Mahmut has a huge influence on the young man. He guides him at various points and when he isn’t teaching, he tells the young boy stories, that are inspired by the Koran. The boy invests a huge part of his emotions in the master well digger and thinks about him on many occasions. When he is at the bottom of the well, he wants to impress Mahmut with his work, when Mahmut asks a second apprentice to do a difficult task and spares the young boy, he is grateful, when the boy has a sexual encounter with the red-haired woman the first thing that comes to his mind is whether Mahmut would ever accept his actions.
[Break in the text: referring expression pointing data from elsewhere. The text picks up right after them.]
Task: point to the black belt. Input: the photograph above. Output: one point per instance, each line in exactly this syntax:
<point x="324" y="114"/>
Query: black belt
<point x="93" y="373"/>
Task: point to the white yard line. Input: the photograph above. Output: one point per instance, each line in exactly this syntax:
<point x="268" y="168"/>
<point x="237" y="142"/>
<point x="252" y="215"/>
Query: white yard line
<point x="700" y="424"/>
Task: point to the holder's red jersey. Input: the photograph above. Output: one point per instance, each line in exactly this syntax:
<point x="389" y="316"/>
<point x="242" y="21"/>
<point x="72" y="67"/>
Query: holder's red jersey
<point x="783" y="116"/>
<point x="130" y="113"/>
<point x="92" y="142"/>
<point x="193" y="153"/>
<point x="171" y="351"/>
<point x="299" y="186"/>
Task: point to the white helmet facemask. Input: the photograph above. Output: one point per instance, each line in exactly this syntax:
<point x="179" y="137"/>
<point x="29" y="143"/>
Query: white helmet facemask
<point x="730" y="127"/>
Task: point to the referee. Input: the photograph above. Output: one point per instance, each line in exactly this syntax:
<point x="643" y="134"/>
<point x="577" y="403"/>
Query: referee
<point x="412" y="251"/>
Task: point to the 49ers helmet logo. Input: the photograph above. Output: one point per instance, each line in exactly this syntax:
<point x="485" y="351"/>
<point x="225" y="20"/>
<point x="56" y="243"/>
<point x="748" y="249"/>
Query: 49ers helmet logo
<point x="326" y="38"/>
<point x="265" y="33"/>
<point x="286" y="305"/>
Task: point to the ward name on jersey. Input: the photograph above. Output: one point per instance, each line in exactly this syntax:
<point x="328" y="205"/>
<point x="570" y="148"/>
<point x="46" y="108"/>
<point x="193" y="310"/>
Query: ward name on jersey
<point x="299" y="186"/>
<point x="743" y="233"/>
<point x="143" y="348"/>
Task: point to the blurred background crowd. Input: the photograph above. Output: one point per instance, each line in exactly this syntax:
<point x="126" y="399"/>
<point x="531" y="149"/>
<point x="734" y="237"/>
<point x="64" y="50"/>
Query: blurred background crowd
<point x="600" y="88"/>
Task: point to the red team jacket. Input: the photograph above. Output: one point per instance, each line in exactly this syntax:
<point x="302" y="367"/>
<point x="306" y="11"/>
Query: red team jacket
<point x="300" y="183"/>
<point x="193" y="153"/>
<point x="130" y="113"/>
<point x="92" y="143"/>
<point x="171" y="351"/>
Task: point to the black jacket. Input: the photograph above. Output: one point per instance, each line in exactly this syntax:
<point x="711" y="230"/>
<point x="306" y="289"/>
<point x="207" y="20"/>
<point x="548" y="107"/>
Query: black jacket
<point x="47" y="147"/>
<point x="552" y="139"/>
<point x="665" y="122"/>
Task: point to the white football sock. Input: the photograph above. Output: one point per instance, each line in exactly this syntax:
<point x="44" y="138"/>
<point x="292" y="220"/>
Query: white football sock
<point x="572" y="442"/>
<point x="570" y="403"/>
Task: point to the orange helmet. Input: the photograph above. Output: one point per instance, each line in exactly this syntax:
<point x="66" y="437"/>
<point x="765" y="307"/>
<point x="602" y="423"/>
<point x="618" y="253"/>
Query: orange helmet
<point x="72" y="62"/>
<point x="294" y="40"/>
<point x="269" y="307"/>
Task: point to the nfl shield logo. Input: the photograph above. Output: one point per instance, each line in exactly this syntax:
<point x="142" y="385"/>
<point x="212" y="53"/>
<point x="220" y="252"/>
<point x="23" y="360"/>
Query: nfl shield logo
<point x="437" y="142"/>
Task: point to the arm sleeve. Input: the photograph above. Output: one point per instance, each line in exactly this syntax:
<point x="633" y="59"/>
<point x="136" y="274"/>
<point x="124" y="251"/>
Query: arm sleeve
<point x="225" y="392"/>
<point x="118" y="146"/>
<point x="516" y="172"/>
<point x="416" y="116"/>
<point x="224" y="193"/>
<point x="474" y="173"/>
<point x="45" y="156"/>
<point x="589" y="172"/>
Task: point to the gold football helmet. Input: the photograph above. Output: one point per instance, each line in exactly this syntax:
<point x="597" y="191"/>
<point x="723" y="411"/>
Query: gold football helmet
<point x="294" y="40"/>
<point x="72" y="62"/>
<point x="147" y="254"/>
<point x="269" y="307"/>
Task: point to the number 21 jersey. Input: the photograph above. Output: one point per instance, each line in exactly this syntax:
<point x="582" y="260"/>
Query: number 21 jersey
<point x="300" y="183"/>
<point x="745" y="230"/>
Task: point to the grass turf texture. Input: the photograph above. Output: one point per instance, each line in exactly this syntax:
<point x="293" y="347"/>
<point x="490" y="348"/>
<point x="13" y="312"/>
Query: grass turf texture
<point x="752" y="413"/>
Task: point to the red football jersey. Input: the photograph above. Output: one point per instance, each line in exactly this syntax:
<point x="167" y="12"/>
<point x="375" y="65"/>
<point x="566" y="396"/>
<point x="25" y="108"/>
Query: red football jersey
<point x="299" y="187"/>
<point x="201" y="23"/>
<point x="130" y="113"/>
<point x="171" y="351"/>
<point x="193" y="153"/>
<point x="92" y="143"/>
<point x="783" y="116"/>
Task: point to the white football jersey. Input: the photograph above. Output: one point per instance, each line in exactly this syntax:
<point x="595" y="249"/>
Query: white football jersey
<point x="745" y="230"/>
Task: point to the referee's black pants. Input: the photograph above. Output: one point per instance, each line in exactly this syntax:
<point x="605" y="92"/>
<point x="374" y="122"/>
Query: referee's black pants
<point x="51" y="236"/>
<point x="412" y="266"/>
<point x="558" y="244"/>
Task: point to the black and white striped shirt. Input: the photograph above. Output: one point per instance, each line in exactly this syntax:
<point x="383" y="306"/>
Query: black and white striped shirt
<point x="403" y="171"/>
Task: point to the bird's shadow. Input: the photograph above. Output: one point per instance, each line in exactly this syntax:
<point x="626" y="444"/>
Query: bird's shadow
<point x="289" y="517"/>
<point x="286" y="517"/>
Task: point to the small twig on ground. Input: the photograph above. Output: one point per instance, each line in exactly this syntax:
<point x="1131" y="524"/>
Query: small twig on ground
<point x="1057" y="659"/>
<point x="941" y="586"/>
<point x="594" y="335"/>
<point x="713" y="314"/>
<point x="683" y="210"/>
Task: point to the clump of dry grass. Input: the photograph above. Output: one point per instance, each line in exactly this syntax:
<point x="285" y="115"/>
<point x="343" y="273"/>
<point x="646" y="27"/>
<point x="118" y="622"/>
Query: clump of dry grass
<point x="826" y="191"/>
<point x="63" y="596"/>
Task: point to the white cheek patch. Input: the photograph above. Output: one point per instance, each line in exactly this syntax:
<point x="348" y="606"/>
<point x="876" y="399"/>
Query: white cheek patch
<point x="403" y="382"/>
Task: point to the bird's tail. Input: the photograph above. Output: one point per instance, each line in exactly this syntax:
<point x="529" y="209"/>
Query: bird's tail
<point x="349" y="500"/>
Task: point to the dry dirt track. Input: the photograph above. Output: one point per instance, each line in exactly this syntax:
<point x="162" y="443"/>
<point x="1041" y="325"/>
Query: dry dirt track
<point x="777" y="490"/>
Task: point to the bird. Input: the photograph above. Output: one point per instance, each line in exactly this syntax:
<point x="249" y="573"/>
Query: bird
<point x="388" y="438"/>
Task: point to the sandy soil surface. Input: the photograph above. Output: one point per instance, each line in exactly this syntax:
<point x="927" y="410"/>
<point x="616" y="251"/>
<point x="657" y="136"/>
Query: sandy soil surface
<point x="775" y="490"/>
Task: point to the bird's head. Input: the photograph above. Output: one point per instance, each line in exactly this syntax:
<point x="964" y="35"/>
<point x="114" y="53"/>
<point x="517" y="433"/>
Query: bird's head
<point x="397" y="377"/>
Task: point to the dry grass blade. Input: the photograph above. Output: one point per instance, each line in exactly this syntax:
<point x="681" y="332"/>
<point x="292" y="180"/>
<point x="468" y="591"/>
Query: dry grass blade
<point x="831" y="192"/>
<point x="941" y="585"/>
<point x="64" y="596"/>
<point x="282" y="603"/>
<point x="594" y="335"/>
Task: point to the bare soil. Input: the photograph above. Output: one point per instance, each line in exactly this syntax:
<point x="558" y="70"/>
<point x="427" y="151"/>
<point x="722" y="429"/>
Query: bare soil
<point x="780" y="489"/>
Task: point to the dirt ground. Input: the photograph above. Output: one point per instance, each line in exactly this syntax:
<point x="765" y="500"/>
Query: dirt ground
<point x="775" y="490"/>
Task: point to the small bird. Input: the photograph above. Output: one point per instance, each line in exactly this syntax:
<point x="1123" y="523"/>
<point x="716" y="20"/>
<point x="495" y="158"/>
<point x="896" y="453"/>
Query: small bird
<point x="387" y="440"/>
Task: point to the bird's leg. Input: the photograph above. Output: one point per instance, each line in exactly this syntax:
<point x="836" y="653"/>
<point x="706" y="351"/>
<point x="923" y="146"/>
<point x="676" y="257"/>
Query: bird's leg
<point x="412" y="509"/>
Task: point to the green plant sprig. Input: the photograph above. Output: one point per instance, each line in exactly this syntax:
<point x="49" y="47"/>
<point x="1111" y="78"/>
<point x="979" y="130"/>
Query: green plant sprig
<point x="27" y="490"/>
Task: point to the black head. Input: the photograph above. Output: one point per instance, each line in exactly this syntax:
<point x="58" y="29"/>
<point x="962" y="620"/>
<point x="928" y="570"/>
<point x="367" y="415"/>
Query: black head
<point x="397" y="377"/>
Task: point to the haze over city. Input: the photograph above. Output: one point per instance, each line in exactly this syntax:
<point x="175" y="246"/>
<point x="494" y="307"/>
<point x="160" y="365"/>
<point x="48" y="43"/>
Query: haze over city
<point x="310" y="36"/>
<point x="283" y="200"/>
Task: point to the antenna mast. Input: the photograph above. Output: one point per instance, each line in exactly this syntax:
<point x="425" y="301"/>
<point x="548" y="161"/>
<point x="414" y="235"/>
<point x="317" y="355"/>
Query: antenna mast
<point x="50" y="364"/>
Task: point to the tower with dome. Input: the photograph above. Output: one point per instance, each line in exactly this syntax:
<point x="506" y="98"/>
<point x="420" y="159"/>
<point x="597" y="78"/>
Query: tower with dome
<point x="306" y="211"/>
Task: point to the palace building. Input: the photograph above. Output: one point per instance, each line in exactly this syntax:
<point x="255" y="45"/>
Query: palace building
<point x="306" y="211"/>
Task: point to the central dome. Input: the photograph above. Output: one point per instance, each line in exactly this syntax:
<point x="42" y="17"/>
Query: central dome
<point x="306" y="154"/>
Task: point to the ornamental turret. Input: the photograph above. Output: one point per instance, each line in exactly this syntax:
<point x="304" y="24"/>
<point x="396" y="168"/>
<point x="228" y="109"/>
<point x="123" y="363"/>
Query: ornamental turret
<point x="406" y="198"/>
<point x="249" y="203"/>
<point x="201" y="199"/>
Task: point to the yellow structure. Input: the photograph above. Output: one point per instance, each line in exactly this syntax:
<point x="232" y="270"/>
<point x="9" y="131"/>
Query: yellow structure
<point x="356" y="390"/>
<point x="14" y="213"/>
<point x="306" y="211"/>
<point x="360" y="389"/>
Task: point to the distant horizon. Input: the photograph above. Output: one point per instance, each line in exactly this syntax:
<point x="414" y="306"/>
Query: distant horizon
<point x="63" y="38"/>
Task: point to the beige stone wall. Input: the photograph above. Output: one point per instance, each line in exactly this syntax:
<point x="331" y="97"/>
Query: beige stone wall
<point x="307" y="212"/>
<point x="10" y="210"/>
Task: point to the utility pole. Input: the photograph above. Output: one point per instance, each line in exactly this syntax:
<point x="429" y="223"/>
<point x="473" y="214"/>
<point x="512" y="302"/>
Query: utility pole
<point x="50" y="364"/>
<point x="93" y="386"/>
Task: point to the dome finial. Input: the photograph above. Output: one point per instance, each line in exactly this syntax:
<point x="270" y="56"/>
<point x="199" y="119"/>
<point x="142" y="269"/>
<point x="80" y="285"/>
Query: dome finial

Intertextual references to Oedipus Rex and Shahnameh are rife in the entire book. Oedipus Rex is a Greek tragedy where a young boy is prophesied to kill his father and marry his mother, and Shahnameh is the Iranian tale where the father kills his own son. Masculinity and power struggle between the males is a central theme in the book and hence the motif of the well transcends being one of just finding water but also goes into the subconscious and the unconscious mind where impulses, feelings and primal instincts play a huge role.

The Father complex is a group of unconscious associations or strong impulses which specifically pertain to the archetype of ‘The Father’. The Father complex was studied by Sigmund Freud, who associated the ambivalent feelings that a male child has with the father as a part of the Oedipus complex. Carl Jung associated it to the female child as well. Jungians have delved into the concept of Father hunger, where the absence of the father makes one look for the same in the world outside. Sometimes this could lead to finding the father within oneself. So one doesn’t have to look for the father but become one.

Perhaps the use of the well in the red-haired woman is a conscious choice of the storyteller to descend into the subconscious. The stories gradual progress is an unveiling of the subconscious to reveal the instincts of the protagonist. But does that leave room for abstraction? Pamuk’s novel does delve into the subconscious through the ladder of lyrical prose. The violence is poetic in some senses. Could there be room for uncovering the not so understandable realm of these impulses? which doesn’t necessarily follow linear thought.

Pamuk’s novel is a slow unveiling of human instinct, it is a well-woven narrative that the takes the reader to the underbelly of the Earth, slowly uncovering the layers of the human mind along with it.